Gerade sexuelle Liebesbindungen sind ein Standbein menschlichen Daseins. Werden diese elementare Eckpfeiler des Menschseins erschüttert, kann dies Psychosen auslösen. Somit kann auch ein sexuelles Erlebnis ein Auslöser für den Weg in die Psychose sein. Glaubensgrundsätze und Schuldgefühle können z.B. nach einem „verbotenen One-Night-Stand“ zu Lebenskrisen führen. Große Zeiten von Beziehungslosigkeiten sowohl im Kindes- als auch im Erwachsenenalter sind Auslöser für psychische Probleme.
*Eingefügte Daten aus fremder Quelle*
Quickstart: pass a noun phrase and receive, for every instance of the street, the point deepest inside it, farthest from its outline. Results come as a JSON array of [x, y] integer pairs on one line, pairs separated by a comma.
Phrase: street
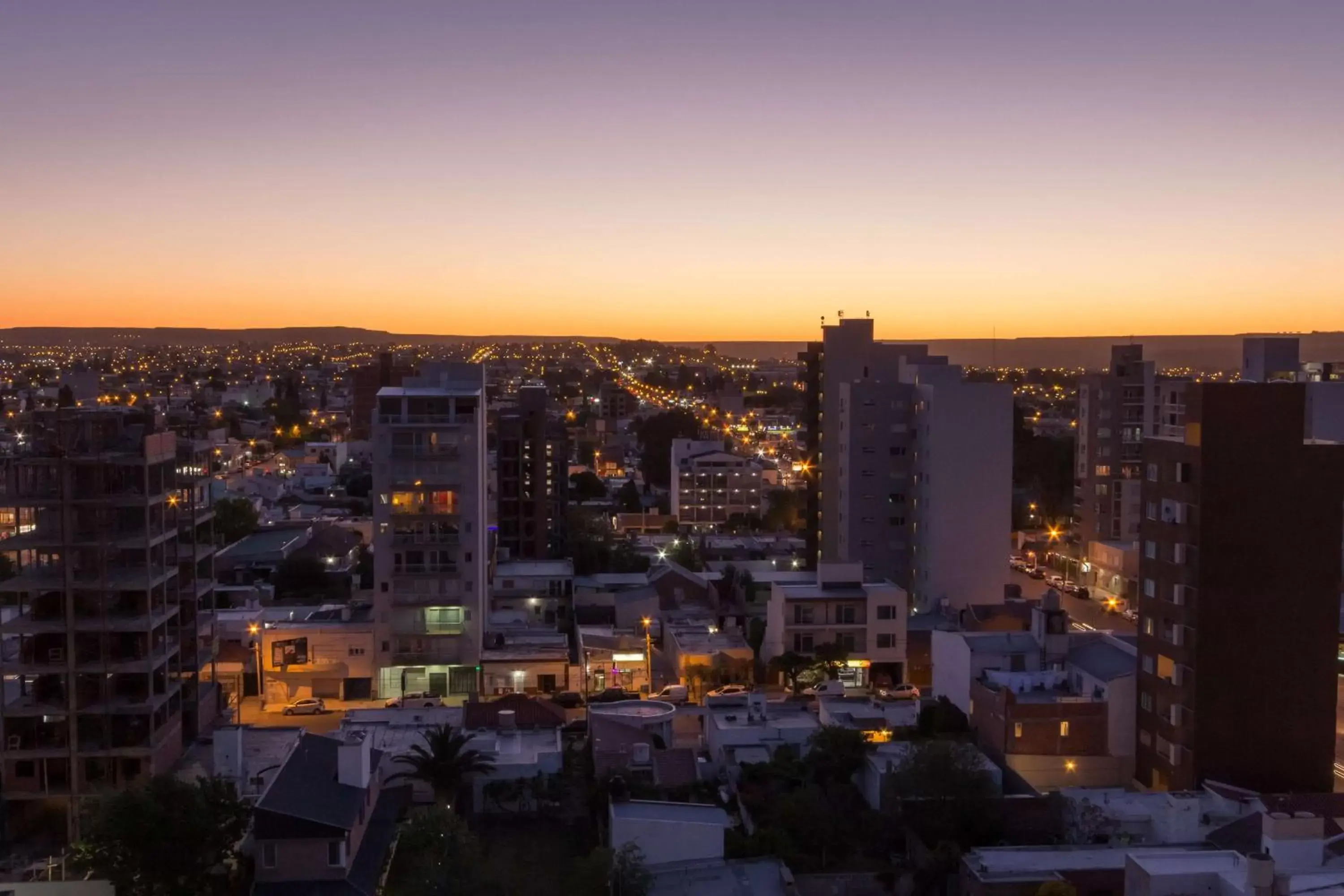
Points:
[[1085, 613]]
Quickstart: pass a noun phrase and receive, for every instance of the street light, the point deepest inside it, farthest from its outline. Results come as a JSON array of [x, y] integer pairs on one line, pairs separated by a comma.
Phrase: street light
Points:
[[253, 629], [648, 653]]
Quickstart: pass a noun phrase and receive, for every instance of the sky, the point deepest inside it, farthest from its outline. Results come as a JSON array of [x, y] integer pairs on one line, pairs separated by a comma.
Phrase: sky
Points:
[[693, 170]]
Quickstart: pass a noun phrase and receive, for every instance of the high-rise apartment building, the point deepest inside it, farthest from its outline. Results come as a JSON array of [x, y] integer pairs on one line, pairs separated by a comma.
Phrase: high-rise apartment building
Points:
[[909, 466], [431, 540], [1117, 410], [103, 625], [365, 385], [711, 485], [533, 469], [1238, 628]]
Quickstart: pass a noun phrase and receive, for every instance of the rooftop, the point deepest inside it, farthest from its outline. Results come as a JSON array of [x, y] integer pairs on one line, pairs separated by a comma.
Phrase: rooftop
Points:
[[681, 813]]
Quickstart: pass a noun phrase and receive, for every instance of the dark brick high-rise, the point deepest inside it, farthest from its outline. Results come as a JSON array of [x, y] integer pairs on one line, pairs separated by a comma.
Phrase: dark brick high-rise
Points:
[[1240, 595]]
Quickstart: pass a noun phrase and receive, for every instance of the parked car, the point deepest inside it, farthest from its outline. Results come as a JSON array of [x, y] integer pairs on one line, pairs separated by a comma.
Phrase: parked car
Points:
[[568, 699], [674, 694], [306, 707], [416, 699], [828, 688]]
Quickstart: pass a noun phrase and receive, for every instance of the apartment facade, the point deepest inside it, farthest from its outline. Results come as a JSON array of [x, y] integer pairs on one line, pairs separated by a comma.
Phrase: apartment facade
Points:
[[104, 625], [909, 468], [869, 618], [710, 485], [533, 461], [431, 540], [1238, 632]]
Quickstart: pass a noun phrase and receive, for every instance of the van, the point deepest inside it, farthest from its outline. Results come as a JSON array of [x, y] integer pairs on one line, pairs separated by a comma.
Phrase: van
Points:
[[828, 688], [672, 694]]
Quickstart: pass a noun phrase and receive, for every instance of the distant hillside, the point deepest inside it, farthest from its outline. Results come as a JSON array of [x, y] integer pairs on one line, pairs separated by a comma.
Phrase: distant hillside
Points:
[[1207, 353]]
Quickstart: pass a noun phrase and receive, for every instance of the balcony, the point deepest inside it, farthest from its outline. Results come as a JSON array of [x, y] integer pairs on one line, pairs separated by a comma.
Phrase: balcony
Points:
[[412, 539]]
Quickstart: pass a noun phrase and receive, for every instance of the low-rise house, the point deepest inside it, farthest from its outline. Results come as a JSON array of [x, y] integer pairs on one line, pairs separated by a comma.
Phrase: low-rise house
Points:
[[327, 653], [327, 821], [886, 759], [757, 726], [869, 620]]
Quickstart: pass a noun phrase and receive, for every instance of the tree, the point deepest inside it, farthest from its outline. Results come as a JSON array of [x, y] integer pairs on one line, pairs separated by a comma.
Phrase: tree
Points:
[[791, 665], [951, 793], [166, 837], [588, 487], [656, 435], [439, 856], [836, 754], [302, 577], [611, 874], [628, 497], [832, 656], [234, 519], [444, 762]]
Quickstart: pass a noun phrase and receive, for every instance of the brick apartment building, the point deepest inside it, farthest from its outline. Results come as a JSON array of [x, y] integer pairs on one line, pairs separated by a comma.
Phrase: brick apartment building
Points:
[[1240, 595]]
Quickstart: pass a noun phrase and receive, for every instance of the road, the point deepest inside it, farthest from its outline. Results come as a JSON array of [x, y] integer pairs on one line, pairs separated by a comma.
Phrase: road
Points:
[[1082, 612]]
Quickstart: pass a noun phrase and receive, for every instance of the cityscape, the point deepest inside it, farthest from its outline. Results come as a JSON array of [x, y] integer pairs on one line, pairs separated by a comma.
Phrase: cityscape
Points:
[[530, 449]]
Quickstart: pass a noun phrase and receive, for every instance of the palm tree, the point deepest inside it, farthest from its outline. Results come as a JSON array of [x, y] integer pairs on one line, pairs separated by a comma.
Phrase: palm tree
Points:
[[444, 762]]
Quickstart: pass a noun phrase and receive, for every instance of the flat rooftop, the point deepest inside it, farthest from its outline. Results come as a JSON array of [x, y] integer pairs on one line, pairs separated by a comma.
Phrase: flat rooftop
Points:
[[658, 810], [1033, 862]]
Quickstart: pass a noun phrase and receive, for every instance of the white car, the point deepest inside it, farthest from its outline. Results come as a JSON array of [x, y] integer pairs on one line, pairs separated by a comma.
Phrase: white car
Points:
[[306, 707], [414, 699], [900, 692]]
Das sexuelle Leben unter Psychopharmaka ist eingeschränkt. Manche Psychopharmaka machen in bestimmten Dosen impotent, Lustgefühle kommen nicht auf oder werden sogar unterdrückt. So kann das Medikament Melleril den Samenerguss hemmen.
In der Psychiatrie werden Beziehungen häufig lediglich geduldet. Gelebte Sexualität ist schwer möglich und wird oft bei Bekanntwerden bestraft. Sexualität als Grundrecht eines jeden Menschen wird in der Psychiatrie beschnitten. Die LPEN e.V. klagt diesen Missstand auf das Schärfste an. Wir fordern Rückzugsmöglichkeiten für Paare in den Psychiatrien. Die Themen Sexualität und Liebe sind umfassend und individuell und das gemeinsame Gespräch darüber wichtig.
Da wo Beziehungen bestehen, müssen Grenzen gesetzt werden. Wo Grenzen sind, entsteht Reibung. Wo Reibung entsteht, entsteht Wärme und wo Wärme ist, kann Liebe wachsen und Sexualität darf gelebt werden.